Le rôle de Circul'R dans la structuration de la filière réemploi cosmétique

Circul'R accompagne depuis plus de dix ans les entreprises dans leur transition vers l'économie circulaire. La Coalition ReCosm illustre concrètement l'approche collective développée par Circul'R : réunir des acteurs d'un même secteur autour d'une expérimentation commune, capitaliser sur les apprentissages partagés et construire les conditions d'un passage à l'échelle que chaque acteur ne pourrait pas atteindre seul.

Comme le souligne Jules Coignard, co-fondateur de Circul'R : "L'enjeu désormais est de transformer ces apprentissages en solutions opérationnelles pour structurer une véritable filière de réemploi dans la cosmétique."

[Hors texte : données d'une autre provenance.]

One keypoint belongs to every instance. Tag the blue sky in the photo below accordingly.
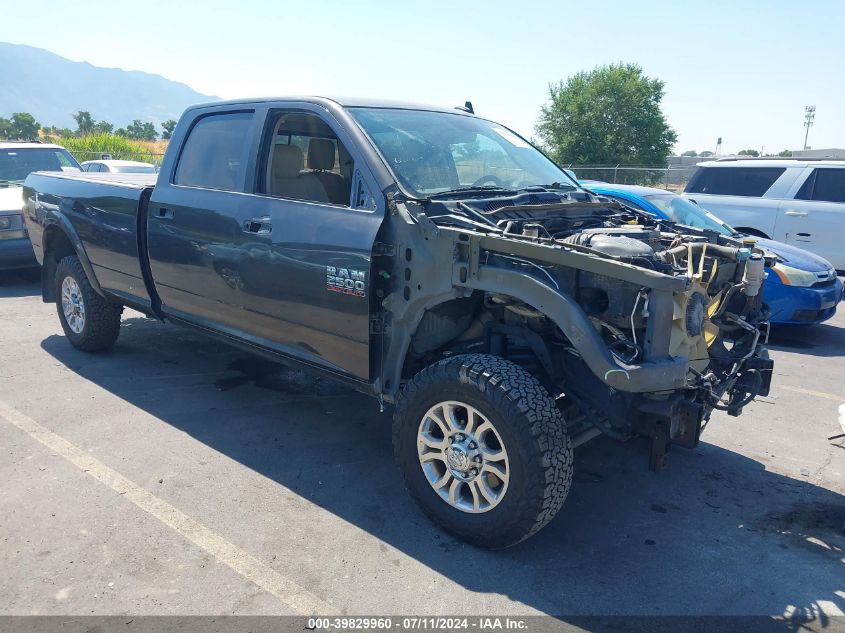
(742, 70)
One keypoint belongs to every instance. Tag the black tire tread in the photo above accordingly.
(527, 404)
(102, 317)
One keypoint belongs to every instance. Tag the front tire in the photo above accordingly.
(90, 322)
(483, 449)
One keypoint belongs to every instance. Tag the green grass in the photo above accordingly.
(91, 146)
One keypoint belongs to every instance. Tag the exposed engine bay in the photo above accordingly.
(717, 319)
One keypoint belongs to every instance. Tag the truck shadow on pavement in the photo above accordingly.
(716, 533)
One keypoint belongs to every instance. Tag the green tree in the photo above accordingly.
(168, 127)
(84, 122)
(140, 131)
(607, 116)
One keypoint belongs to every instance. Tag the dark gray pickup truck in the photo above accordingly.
(432, 259)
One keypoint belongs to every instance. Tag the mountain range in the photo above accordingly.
(52, 88)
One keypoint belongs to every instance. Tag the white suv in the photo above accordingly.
(797, 201)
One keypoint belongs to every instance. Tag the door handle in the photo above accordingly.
(259, 226)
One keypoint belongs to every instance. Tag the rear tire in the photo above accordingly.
(483, 449)
(91, 323)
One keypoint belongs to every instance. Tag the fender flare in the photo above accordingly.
(56, 222)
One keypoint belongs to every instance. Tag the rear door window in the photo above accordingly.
(215, 153)
(824, 185)
(734, 181)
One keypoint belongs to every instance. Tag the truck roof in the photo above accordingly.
(345, 102)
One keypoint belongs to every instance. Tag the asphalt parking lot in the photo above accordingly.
(174, 475)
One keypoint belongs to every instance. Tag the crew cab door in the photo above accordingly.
(277, 262)
(813, 217)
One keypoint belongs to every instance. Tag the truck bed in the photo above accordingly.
(105, 212)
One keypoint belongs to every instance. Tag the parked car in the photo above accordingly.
(801, 288)
(17, 161)
(341, 237)
(118, 166)
(800, 202)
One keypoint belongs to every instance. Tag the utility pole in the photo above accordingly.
(809, 115)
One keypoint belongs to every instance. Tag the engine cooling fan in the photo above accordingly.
(692, 332)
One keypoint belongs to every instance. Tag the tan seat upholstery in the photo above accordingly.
(288, 181)
(321, 159)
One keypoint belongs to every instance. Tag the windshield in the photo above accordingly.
(683, 211)
(134, 169)
(18, 162)
(433, 152)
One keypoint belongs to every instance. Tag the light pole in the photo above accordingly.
(809, 115)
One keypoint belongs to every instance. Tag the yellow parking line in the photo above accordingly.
(237, 559)
(810, 392)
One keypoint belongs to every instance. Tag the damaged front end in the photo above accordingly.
(640, 326)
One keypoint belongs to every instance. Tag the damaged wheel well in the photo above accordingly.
(488, 323)
(57, 246)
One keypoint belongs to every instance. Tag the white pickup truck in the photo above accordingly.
(797, 201)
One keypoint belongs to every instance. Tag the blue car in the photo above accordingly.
(801, 288)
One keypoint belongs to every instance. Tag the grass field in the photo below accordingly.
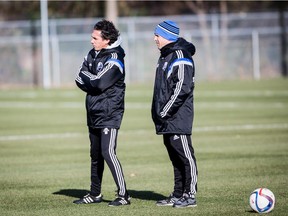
(240, 137)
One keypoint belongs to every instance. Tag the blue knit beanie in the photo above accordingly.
(168, 30)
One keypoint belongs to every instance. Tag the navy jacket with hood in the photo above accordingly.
(172, 105)
(101, 76)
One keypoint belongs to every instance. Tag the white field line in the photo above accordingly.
(135, 132)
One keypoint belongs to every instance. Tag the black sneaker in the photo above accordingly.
(120, 201)
(87, 199)
(187, 200)
(169, 201)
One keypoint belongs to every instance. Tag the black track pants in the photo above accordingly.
(181, 154)
(103, 147)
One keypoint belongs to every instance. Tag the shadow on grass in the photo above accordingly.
(143, 195)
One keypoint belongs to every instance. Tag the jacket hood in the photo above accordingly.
(116, 43)
(181, 44)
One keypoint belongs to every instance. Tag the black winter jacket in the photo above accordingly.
(101, 76)
(172, 105)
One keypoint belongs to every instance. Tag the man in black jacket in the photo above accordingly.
(173, 110)
(101, 76)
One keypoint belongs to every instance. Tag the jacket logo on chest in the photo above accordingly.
(99, 66)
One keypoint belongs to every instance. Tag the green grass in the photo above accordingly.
(240, 137)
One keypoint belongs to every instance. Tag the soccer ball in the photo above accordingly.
(262, 200)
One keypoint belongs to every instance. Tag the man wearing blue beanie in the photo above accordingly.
(173, 111)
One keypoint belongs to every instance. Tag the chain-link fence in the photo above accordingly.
(230, 46)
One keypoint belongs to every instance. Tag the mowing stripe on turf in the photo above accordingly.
(196, 129)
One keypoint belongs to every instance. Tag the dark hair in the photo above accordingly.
(108, 30)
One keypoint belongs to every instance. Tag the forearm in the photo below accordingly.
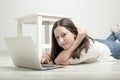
(67, 62)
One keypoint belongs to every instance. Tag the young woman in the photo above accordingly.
(73, 46)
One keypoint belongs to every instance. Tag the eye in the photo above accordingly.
(63, 35)
(57, 38)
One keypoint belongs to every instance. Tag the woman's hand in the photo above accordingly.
(45, 59)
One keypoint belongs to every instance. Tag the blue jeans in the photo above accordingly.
(112, 44)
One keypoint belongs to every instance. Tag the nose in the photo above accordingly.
(61, 40)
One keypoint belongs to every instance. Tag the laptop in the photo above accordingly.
(24, 54)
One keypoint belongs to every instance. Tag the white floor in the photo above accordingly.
(96, 71)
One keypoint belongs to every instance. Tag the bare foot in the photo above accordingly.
(115, 30)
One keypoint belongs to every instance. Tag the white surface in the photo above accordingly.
(97, 16)
(95, 71)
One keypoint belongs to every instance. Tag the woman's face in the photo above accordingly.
(64, 37)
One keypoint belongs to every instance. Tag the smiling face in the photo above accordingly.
(64, 37)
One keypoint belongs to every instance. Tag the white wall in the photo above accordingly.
(97, 16)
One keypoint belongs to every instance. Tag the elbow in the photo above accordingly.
(60, 62)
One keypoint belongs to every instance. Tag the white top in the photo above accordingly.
(96, 52)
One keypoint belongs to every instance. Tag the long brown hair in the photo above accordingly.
(69, 25)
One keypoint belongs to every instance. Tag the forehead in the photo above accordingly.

Accéder aux ressources complètes de l'expérimentation ReCosm

L'intégralité des résultats, méthodologies et recommandations de la Coalition ReCosm est disponible dans notre Livre Blanc dédié au réemploi des emballages cosmétiques. Pour aller plus loin, retrouvez également le replay du webinaire de présentation animé par les équipes Circul'R, qui revient sur les enseignements clés de l'expérimentation et répond aux questions des participants.

Télécharger le Livre Blanc réemploi des emballages cosmétiques (VF et VEN)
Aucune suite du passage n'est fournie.